Save for a Larger Down Payment
- A larger down payment (10-20%) reduces lender risk.
- Having a lower loan-to-value (LTV) ratio improves approval odds.
Work with Alternative or Private Lenders
- Big banks (A lenders) may be reluctant to approve temp workers, especially if contracts are short-term.
- B lenders and credit unions offer more flexible guidelines but may charge higher interest rates.
- Private lenders can provide short-term mortgage solutions while the borrower transitions to permanent employment.
Use a Co-Signer or Guarantor
- If personal income stability is a concern, a co-signer with a permanent job can strengthen the application.
- Co-signers assume responsibility for the mortgage if the borrower cannot pay.
Types of Temporary Workers & How Lenders View Them
Fixed-Term Contract Workers
- Best chance for mortgage approval if contracts are regularly renewed.
- If in a high-demand industry (IT, healthcare, engineering, etc.), lenders may accept the income.
- Must provide a history of contract renewals and a Letter of Employment confirming future work.
Agency Workers (Employed by a Staffing Agency)
- More difficult to qualify due to inconsistent hours.
- Some staffing agencies deduct taxes and issue T4s, making it easier to prove income.
- Lenders will require two years of tax returns to verify earnings stability.
Seasonal Workers
- Higher risk due to employment gaps.
- Approval is easier if the worker has a consistent seasonal work history (e.g., 5+ years in the same job).
- Lenders may use a two-year average of income to qualify.
Temporary Foreign Workers
- Difficult to get approved without Permanent Residency (PR) or a work permit leading to PR.
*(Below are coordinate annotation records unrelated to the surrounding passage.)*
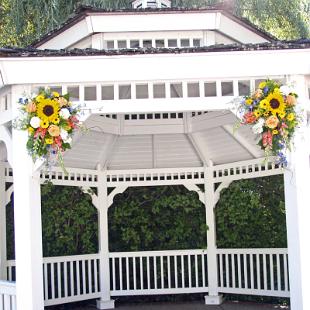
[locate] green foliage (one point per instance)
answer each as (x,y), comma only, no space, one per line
(157,218)
(69,221)
(251,214)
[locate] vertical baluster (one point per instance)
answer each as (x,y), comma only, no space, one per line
(155,272)
(96,275)
(78,283)
(258,272)
(134,274)
(45,281)
(162,272)
(90,276)
(233,271)
(176,271)
(239,271)
(148,273)
(169,271)
(271,272)
(278,272)
(120,274)
(245,270)
(127,273)
(196,271)
(182,271)
(65,279)
(189,263)
(251,271)
(52,281)
(221,271)
(285,272)
(59,279)
(141,273)
(71,279)
(265,271)
(83,276)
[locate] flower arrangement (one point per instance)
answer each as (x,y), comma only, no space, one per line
(50,121)
(271,110)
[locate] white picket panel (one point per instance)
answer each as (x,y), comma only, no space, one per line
(241,271)
(7,295)
(254,271)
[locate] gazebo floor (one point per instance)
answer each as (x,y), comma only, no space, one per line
(190,306)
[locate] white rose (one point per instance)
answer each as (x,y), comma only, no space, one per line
(68,140)
(258,127)
(64,113)
(35,122)
(64,134)
(285,90)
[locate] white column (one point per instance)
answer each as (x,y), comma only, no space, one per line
(3,249)
(210,201)
(28,231)
(105,302)
(297,201)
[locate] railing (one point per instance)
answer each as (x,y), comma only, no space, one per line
(254,271)
(159,272)
(241,271)
(7,295)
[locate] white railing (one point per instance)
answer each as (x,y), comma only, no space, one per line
(254,271)
(159,272)
(241,271)
(68,278)
(7,295)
- If on a closed work permit with a job offer for 1+ years, some lenders will consider the income.
- Requires higher down payments (10-35%) if the borrower is a non-resident.
Mortgage Options for Temporary Workers
A Lenders (Banks & Credit Unions)
- Best option if:
- The borrower has a history of contract renewals.
- They have been in the same industry for 2+ years.
- They have a strong credit score and low debt.
- Down payment: As low as 5% (if insured) but often requires 10-20% if income is inconsistent.
B Lenders (Alternative Lenders)
- More flexible with income verification.
- May accept 12-24 months of bank statements instead of NOAs.
- Higher interest rates due to increased risk.
- Good option for those with only one year of temporary work history.
Private Lenders
- Short-term mortgage solutions for borrowers with limited income proof.
- Higher down payments (20-35%) and higher interest rates apply.
- Ideal for borrowers who need time to transition to stable employment.
Summary
Temporary workers face additional scrutiny when applying for a mortgage in Canada, but approval is possible with strong income documentation, work history, and financial preparation. Lenders look for continuity in employment, stable earnings over two years, and a reasonable down payment. Those who struggle to meet traditional lender requirements can explore B lenders or private mortgage options. Proper planning and lender selection are key to securing a mortgage as a temporary worker.